Having a little knowledge of how Trusts are taxed can help you plan for your special needs person. It will also help you to work more effectively with your accountants, attorneys, and trustees.
First, it’s important to realize that most trusts are separate entities and are subject to State and Federal income taxes. This applies to trusts established by family members and trusts that hold assets belonging to persons with disabilities themselves. The rules can be very different for each.
TRUST HAVE RETURNS AND DISCOUNTS
The IRS grants a $600 deductible taxable trust. If the trust fund is small enough, I often advise clients to keep interest income at less than $600 per year to avoid having to file a trust tax return. The recipient may still have to file the return himself. Trust tax returns are called “pass through” returns by the IRS because most income, taxes, and deductions are “passed” to the beneficiaries. Returns are filed with the IRS on Form 1041. Trusts are taxed in the calendar year ending December 31.
PAYING TRUST AVOID TAX TRUST
Trusts generally get an income tax deduction for all money they distribute to beneficiaries or pay for the care, support, or needs of the beneficiary. Frankly, this is how a good guardian should use the money of a person with special needs. The trust reduces the share of its paid income. Principal spent or paid is usually not taxed to the trust or beneficiary.
Looking at simple examples often helps. If the trust has $100,000 in principal and only keeps money in a bank account and earns no interest or income, the trust doesn’t have to pay income taxes or file returns. If the trustee distributes part of the account, say $30,000 for the beneficiary’s medical needs, the principal distribution is not taxable income to the beneficiary.
TRY ASSET TRUST FREE TAX
The income received by the trust from investing in tax-free sources retains its “character” and is tax-free for the beneficiaries when it is spent on their needs. Knowing this, we often advise clients to place some or all of the recipient’s funds in tax-free municipal bonds.
WATCH THE END OF THE YEAR AND PLAN FOR THE FUTURE
The second big general rule is that many but not all pieces available to individuals may also be available to Trusts. However, the trust tax rate on the income that the Trust earns but does not pay to the beneficiaries is much higher than the individual tax rate your special person will pay. To avoid this, it often makes sense to plan ahead and spend all trust income before December 31 each year. Currently, Trusts pay approximately 38% federal tax on income that is accumulated by the trust and not spent on behalf of the beneficiaries. Your state income tax can increase this burden.

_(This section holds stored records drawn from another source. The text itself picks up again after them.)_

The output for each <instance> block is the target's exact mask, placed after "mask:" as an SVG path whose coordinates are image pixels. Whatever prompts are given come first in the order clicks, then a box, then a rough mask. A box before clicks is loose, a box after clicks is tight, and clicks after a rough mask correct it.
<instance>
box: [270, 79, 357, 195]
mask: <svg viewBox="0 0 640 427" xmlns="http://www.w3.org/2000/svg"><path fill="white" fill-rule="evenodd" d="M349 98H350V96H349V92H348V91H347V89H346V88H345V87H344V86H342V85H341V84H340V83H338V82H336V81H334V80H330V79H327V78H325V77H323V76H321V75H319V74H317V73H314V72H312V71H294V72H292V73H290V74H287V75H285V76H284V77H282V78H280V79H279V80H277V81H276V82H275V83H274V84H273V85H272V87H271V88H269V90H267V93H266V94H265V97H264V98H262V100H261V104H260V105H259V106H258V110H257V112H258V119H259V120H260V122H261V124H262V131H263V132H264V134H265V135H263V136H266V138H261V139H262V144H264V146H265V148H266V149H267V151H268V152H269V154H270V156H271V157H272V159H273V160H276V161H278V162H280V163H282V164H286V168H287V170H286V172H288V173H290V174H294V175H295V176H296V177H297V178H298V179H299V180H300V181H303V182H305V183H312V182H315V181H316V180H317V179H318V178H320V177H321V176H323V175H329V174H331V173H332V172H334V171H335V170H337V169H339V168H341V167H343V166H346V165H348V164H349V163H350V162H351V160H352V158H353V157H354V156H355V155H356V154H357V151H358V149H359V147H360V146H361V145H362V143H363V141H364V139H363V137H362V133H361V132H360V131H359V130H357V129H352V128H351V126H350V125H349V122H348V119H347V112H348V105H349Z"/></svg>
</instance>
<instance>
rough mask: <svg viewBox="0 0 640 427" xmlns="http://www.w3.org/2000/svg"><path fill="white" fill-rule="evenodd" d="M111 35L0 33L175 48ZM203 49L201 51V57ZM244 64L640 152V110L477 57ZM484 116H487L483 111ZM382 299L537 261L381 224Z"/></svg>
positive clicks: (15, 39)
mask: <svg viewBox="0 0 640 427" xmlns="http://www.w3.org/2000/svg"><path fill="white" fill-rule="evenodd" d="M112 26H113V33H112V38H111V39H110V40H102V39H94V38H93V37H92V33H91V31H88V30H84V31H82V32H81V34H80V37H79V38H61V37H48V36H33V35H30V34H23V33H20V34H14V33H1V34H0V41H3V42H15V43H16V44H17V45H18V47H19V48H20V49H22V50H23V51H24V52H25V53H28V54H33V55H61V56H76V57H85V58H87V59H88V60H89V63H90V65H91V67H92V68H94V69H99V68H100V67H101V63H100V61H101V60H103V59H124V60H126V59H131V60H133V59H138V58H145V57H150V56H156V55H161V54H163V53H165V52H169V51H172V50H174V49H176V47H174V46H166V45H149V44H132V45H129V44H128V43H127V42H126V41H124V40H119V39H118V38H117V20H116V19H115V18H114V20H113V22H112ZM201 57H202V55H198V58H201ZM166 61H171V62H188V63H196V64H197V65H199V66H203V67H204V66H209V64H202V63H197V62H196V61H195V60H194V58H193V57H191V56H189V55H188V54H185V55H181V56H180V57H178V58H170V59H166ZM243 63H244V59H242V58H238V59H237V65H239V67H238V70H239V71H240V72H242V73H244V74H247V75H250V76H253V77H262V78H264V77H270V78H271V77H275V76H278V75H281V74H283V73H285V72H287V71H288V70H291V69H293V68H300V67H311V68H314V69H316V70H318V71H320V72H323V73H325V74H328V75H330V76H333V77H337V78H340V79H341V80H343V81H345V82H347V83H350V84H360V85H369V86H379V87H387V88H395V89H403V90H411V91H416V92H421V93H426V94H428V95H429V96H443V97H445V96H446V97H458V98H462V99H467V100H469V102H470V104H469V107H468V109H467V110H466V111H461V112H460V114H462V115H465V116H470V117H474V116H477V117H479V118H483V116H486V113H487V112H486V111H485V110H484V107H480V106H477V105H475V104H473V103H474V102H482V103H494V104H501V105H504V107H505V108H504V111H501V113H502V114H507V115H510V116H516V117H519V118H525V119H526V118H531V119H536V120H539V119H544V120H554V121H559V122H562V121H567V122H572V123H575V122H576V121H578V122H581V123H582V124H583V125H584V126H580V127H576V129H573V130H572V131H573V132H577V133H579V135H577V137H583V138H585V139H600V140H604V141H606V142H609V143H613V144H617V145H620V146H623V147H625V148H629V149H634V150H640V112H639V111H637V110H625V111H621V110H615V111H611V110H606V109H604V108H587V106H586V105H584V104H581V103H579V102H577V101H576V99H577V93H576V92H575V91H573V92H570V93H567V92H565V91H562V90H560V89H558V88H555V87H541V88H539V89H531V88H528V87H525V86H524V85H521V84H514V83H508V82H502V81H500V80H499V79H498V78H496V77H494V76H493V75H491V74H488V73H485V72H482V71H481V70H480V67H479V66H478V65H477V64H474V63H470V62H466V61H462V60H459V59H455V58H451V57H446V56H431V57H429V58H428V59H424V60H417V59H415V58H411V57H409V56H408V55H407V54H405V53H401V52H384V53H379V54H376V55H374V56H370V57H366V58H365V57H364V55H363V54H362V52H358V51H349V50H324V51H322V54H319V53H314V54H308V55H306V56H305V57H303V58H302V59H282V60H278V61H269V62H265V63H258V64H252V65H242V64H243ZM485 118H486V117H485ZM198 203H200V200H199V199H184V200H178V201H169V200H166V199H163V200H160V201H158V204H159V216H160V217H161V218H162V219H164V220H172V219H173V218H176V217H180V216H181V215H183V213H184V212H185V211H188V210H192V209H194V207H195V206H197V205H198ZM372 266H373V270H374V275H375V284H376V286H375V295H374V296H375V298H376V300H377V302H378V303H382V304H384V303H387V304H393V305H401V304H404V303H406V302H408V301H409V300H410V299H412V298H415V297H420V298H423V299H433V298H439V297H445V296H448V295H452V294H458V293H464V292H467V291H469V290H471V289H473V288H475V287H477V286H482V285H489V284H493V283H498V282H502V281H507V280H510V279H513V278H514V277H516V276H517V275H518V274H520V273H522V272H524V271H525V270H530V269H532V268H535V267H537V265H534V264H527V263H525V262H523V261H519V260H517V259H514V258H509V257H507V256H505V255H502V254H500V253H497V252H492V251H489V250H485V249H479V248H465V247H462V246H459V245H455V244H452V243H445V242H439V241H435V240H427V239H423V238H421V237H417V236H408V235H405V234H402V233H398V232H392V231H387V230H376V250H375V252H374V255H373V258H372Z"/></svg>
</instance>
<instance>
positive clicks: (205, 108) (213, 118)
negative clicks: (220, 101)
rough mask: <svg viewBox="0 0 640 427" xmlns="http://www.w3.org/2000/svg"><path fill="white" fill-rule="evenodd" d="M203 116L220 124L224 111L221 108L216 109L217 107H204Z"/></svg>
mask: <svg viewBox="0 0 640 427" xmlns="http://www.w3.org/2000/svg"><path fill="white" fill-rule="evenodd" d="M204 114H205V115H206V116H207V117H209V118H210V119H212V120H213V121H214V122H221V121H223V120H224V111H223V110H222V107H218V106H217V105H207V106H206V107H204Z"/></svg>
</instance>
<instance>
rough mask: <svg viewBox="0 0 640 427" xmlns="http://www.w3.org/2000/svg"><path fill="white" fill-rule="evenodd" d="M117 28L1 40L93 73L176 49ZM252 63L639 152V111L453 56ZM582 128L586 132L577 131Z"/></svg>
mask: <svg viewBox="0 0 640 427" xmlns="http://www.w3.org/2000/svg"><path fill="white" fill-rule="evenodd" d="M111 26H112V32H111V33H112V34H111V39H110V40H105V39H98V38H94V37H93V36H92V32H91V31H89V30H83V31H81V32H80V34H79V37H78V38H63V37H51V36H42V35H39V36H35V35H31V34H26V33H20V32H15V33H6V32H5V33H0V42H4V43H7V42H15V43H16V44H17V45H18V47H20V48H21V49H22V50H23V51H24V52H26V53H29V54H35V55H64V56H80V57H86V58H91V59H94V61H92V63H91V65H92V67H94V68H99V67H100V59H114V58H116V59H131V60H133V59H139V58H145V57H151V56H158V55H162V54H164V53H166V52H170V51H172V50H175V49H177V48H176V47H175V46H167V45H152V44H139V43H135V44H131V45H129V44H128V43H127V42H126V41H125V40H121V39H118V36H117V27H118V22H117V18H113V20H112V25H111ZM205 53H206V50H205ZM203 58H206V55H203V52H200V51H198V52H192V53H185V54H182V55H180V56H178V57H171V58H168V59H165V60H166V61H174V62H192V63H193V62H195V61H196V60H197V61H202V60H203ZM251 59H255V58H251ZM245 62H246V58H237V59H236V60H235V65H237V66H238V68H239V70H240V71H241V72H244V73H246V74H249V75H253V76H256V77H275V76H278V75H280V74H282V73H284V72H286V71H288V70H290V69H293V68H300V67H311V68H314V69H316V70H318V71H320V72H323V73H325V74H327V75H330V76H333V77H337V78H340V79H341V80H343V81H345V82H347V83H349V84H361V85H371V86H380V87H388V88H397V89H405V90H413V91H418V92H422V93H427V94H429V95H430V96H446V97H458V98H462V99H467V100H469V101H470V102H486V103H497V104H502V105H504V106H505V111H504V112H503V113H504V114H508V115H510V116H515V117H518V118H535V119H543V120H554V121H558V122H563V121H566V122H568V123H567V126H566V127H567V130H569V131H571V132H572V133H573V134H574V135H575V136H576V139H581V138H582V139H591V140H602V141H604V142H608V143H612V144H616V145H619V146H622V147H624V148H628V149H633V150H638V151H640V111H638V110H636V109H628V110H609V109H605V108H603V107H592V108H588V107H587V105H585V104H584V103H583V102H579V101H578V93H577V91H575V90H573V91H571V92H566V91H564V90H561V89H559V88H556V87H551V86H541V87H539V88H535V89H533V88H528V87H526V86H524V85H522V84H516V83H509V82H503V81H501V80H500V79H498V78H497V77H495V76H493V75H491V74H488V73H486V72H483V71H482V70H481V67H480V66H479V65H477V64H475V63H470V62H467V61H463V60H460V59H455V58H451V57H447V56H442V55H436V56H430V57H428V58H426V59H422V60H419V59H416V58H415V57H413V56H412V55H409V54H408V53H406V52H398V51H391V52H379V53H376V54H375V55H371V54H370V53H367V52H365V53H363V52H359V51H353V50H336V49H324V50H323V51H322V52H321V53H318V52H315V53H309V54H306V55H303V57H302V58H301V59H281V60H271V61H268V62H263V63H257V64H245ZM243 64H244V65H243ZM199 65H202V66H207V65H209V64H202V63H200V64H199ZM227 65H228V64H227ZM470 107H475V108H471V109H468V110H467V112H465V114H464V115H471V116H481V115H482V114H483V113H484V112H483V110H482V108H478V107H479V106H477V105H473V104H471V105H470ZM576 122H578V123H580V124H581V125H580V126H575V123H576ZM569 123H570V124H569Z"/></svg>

IT HELPS TO PAY TAX IN ADVANCE
It is important to know that the trust income spent on the beneficiary is likely to be taxed on the beneficiary’s personal return. The trust may make an estimated income tax deposit on Form ES1040 and transfer the benefits of that income tax prepayment to your beneficiary. This can cover any tax liability your beneficiaries may have to pay due to trustee income. This can help eliminate worries, properly pay tax obligations in advance, and tax payments caused by trustee income are almost always legitimate trust expenses.
DOUBLE REDUCTION
Congress did add special provisions to the tax code for eligible disability guardians. It’s found in section 642 and can help with a D4a trust provided it’s not a “grant” trust. This effectively doubles the $3,300 personal deduction by trusting the benefits of the private deduction and allowing recipients to keep a similar personal deduction. In practice, this is difficult to achieve for most larger trusts but is worth exploring. You should ask your accountant if it can work for your family.
HAVE TRUST, LEARN A HELPER
Trusts can pay employees on behalf of your special needs recipients. Don’t forget workers compensation insurance is required. FUTA deductions are required if an employee is paid more than $1,000 in a quarter. Social Security must be withheld and paid if an employee is paid more than $1,500 in a calendar year. A 1099 filing is generally required when the trust makes payments to vendors more than $600.00.
This article just shares a little insight into some common trust tax rules. There are places where you can start looking for tax breaks if you work with your accountant, trustee, and attorney. Keep in mind that trusts are subject to alternative minimum taxes, withholding estimates, capital gains tax, depreciation, and carry-forward and carry-back loss regulations. It is important that your professionals always check the actual parts of the code as they apply to your particular family situation. Of course, you should also double-check your state’s specific tax regulations.